View on Communism

Started by deathesub, April 30, 2011, 02:54:26 AM

Previous topic - Next topic

0 Members and 1 Guest are viewing this topic.

Pointless Digression

Hmmm. A very conservative and skeptical reply. I think I share your unwillingness to make predictions about the far future, but I think it may be on the verge of possibility with nano-assembly to see some parts of a post scarcity society appear in our lifetimes.
         

Jude

I have to confess, beyond a bit of reading I've done on carbon nano tubes, I don't know as much about nano tech as I should.  You could be right.

Xenophile

Post-Scarcity societies can only be possible when we have the kind of surplus energy that is so cheap and so effective, that a handful of people could support thousands, or even millions. That is not possible in the foreseeable future, and it is best give to the speculations of science fiction writers than political scientists.
Ons and Offs
Updated 2011 June 5th A's and A's

TheGlyphstone

Kardachev 1.0 at least, so yeah, way too far away for serious consideration.

Sure

Ultimately, a post-scarcity society is impossible because something will always be scarce. Even if we invented replicators that could make anything, the manufacture, power requirements, and infrastructure requirements (among other things) would be scarce. Prestige would still be scarce, as an intangible. As a tangible, seats for a performance would still be scarce and other such things, as would things with the quality of 'originality'. A replicator can make a perfect replica of the Mona Lisa but it is still not THE Mona Lisa.

Pointless Digression

Quote from: Sure on May 16, 2011, 03:34:40 AM
As a tangible, seats for a performance would still be scarce and other such things, as would things with the quality of 'originality'. A replicator can make a perfect replica of the Mona Lisa but it is still not THE Mona Lisa.

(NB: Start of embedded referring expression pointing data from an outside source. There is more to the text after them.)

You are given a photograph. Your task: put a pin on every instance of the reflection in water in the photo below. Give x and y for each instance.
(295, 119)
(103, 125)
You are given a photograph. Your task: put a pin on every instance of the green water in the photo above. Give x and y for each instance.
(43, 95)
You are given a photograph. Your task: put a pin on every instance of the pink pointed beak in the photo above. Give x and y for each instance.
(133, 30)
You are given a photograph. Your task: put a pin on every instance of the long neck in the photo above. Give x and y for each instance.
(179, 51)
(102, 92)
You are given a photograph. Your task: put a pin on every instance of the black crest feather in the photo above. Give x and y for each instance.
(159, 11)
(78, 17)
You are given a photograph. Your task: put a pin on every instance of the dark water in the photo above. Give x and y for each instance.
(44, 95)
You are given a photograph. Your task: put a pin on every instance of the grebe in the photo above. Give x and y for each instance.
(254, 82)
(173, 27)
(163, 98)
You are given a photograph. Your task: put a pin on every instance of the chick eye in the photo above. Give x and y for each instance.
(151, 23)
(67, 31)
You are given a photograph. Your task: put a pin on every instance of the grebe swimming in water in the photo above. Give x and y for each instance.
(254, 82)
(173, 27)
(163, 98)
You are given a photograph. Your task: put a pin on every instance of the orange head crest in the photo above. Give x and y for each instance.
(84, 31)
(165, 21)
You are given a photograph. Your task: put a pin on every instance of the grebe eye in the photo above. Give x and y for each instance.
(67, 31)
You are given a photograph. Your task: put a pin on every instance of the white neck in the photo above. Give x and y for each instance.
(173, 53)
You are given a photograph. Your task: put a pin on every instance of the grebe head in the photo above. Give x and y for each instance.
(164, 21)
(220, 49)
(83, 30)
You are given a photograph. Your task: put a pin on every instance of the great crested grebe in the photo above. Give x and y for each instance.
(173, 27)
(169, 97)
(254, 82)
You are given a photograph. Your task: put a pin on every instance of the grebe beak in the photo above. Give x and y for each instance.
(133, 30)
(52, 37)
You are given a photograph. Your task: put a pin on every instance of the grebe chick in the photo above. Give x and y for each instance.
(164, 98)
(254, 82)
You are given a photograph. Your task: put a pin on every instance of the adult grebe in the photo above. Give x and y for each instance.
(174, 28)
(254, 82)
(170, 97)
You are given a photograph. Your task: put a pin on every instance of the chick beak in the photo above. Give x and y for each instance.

That's a great topic for a philosophical debate. Let me take the counter position. First of all, this quality of "originality" you mention is impossible to quantify or measure. If I send the Mona Lisa through my nano-duplicator, and it recreates a second Mona Lisa identical to the original down to the brushstroke, down to every last pigment, down to every last molecule and atom, then you would have no way to distinguish between the two of them. If I put my nano-assembled Lisa on the wall at the Louvre, and no one was able to tell that it was a duplication, then it seems to me that they would have the same experience of having seen the Mona Lisa, had whatever personal experience with the artwork that they would have had with the original.

If this quality of originality cannot be demonstrated, if its absence makes no difference to people who encounter the work without knowing its providence, then what difference does it ultimately make whether or not the work was created by da Vinci in the Renaissance or me with my nano-assembler? What is this quality of originality, and why should I consider it?

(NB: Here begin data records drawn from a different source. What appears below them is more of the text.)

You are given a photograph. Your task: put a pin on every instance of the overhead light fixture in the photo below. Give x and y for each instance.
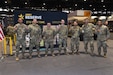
(93, 8)
(75, 4)
(93, 17)
(108, 12)
(25, 2)
(102, 17)
(5, 1)
(95, 12)
(105, 9)
(44, 3)
(90, 5)
(102, 0)
(104, 6)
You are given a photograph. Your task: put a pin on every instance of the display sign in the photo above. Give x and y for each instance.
(42, 16)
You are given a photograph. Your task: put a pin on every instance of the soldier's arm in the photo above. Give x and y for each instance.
(82, 29)
(107, 33)
(67, 30)
(15, 28)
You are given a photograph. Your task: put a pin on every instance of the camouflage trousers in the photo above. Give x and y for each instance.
(20, 42)
(102, 44)
(49, 43)
(89, 40)
(75, 42)
(62, 44)
(34, 43)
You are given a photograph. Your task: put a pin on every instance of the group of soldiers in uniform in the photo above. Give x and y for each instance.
(48, 34)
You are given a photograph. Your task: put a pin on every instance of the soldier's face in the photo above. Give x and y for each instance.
(106, 23)
(48, 24)
(86, 20)
(62, 22)
(75, 23)
(34, 21)
(20, 20)
(99, 23)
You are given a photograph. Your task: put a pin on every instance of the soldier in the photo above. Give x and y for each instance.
(48, 35)
(63, 35)
(88, 30)
(20, 29)
(102, 36)
(35, 37)
(10, 32)
(75, 31)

Second of all, even when we know works of art are replications, it doesn't universally hold in other arts that a duplication is less worthwhile than the original. I have on my bookshelf in front of me As I Lay Dying. It is certainly not a first edition of the book, published in 1930. Nor is it Faulkner's original manuscript. My edition was published by Vintage Books in 1996. Yet the contents of the book are the same; it is the same story that contributed to the body of work that won Faulkner the Nobel in 1949. Even for a work I know at a glance to be a recreation 66 years after first publication, the work affects me no differently than if I had read a first edition, or even the original manuscript. What would I gain by reading a first edition or the manuscript? Consequently, what do I lose in my Vintage edition?

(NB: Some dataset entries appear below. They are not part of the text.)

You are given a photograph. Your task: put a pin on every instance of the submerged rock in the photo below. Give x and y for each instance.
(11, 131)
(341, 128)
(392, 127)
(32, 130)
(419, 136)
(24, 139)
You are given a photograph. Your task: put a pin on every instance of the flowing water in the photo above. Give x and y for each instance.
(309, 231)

But I digress. Communism, yeah? Still against it.
         

Oniya

Sorry, but when it comes to books, there's a certain thrill in thinking about how many other hands might have handled an older edition.  Of course, I am a self-confessed bibliophile.
"Language was invented for one reason, boys - to woo women.~*~*~Don't think it's all been done before
And in that endeavor, laziness will not do." ~*~*~*~*~*~*~*~*~*~*~Don't think we're never gonna win this war
Robin Williams-Dead Poets Society ~*~*~*~*~*~*~*~*~*~*~*~*~*~Don't think your world's gonna fall apart
I do have a cause, though.  It's obscenity.  I'm for it.  - Tom Lehrer~*~All you need is your beautiful heart
O/O's Updated 5/11/21 - A/A's - Current Status! - Writing a novel - all draws for Fool of Fire up!
Requests updated March 17

Noelle

Art itself has already had a dialogue on the culture of copying, everything from appropriation to plainly taking a picture of a picture, to simply scribbling straight over the Mona Lisa herself. Art has already developed a culture of making prints and replicas -- hell, Degas was making bronze casts of his ballerina sculptures long before anyone even had the discussion about the value of copies. Once the camera came out, all hell broke loose due to the existence of negatives from which you could produce an infinite number more of the same picture.

In some cases, it makes art more accessible. I sell prints of my own work and I can do so cheaply thanks to advent of digital art production. However, in some cases, when it's done correctly, copies and prints are just as subject to supply and demand when they are withheld or made in short supply, driving up the price for especially renowned pieces. That's a slice of capitalism in of itself -- something Mr. Marx probably wouldn't like too well.